Lamborghinis erster viertüriger Elektro-GT erhält endlich grünes Licht

Der Bulle blickt über den Huracán hinaus. Der Aventador ist fertig. Sogar der SUV Urus hatte seinen Durchbruch. Jetzt denkt Lamborghini ernsthaft über eine vierte Säule seiner Produktpalette nach. Und es ist nicht nur ein weiterer SUV. Laut Autocar ist der nächste Schritt ein viertüriger Elektro-GT. Hinterradantrieb. Eine Premiere für die italienische Marke.

Maurizio Reggiani, Leiter Forschung und Entwicklung bei Lamborghini, nahm kein Blatt vor den Mund. Das Projekt für ein 2+2-Elektrofahrzeug steht kurz vor dem Startschuss. Die Entwicklung steht kurz vor dem Start. Das Ziel? Eine Markteinführung um 2025.

VW-Plattformstrategie

Hier ist der Haken. Dieser vollelektrische Lambo wird nicht auf einer maßgeschneiderten Lamborghini-Plattform gebaut. Noch nicht. Das Ingenieurteam plant, eine der bestehenden Elektroarchitekturen des Volkswagen-Konzerns zu nutzen. Die Logik ist einfach. Verkürzen Sie die Entwicklungszeit. Niedrigere Kosten.

Welche Plattform wird es sein? Der J1? Das ist die Skateboard-Architektur hinter dem Porsche Taycan und dem kommenden Audi e-tron GT. Oder vielleicht die Premium Platform Electric (PPE)? Das ist die Basis für den Gerüchten zufolge vollelektrischen Bentley. Sant’Agata geht das langfristige Spiel an und nutzt gemeinsame Technologie, um den Preis überschaubar zu halten und gleichzeitig die Leistungsstandards beizubehalten.

Design und Erbe

Wie wird es aussehen? Das ist die Millionen-Euro-Frage. Die Rede ist vom spirituellen Nachfolger des Lamborghini Espada. Dieser legendäre viersitzige Grand Tourer lief von 1968 bis 1978 vom Band. Für einen Supersportwagen war er praktisch, aber seit Jahrzehnten nicht mehr erhältlich.

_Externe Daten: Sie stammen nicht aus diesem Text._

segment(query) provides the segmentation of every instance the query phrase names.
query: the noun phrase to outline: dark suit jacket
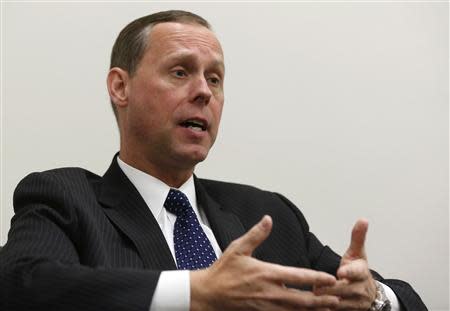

Gerüchte deuten auf zwei wahrscheinliche Designinspirationen hin. Erstens der Lamborghini Estoque. Dieses Konzeptauto wurde 2008 auf dem Pariser Autosalon vorgestellt. Es war glatt. Es war eine Vorschau darauf, was ein viertüriger Lambo sein könnte. Zweitens gibt es das Asterion. Dieses 2014 vorgestellte Plug-in-Hybrid-Konzept kombiniert V10-Leistung mit Elektromotoren. Eine Anspielung auf diese Designsprache wäre für einen modernen GT sinnvoll.

Sián Technologietransfer

Die Leistung ist nicht verhandelbar. Es ist schließlich Lamborghini. Der neue GT muss dem Ruf der Marke gerecht werden. Wie? Wahrscheinlich durch das Ausleihen von Technologie vom Sián.

Der Sián ist ein Hybrid-Supersportwagen. Es kombiniert einen 785 PS starken V12 mit einem Elektromotor. Aber es ist nicht irgendeine Batterie. Es werden Superkondensatoren verwendet. Diese laden sich beim Bremsen auf. Sie entladen sich für Beschleunigungsschübe. Es zeichnet sich durch hohe Leistung und schnelle Reaktion aus. Wenn Lamborghini dieses Hybridsystem in einen viertürigen GT überträgt, erwartet Sie ein enormes Drehmoment und eine hohe Geschwindigkeit.

Wird es passieren? Reggiani schlägt ja vor. Das Projekt steht kurz vor der offiziellen Genehmigung. Die Teile sind vorhanden. Die Frage ist nur, wie schnell sie sie zusammenbauen werden.

„Das Projekt für einen 2+2-Elektroantrieb steht kurz davor, grünes Licht für die Entwicklung zu bekommen.“ — Maurizio Reggiani

Wir werden zusehen. Der Bulle bereitet sich auf den Angriff vor. Wieder.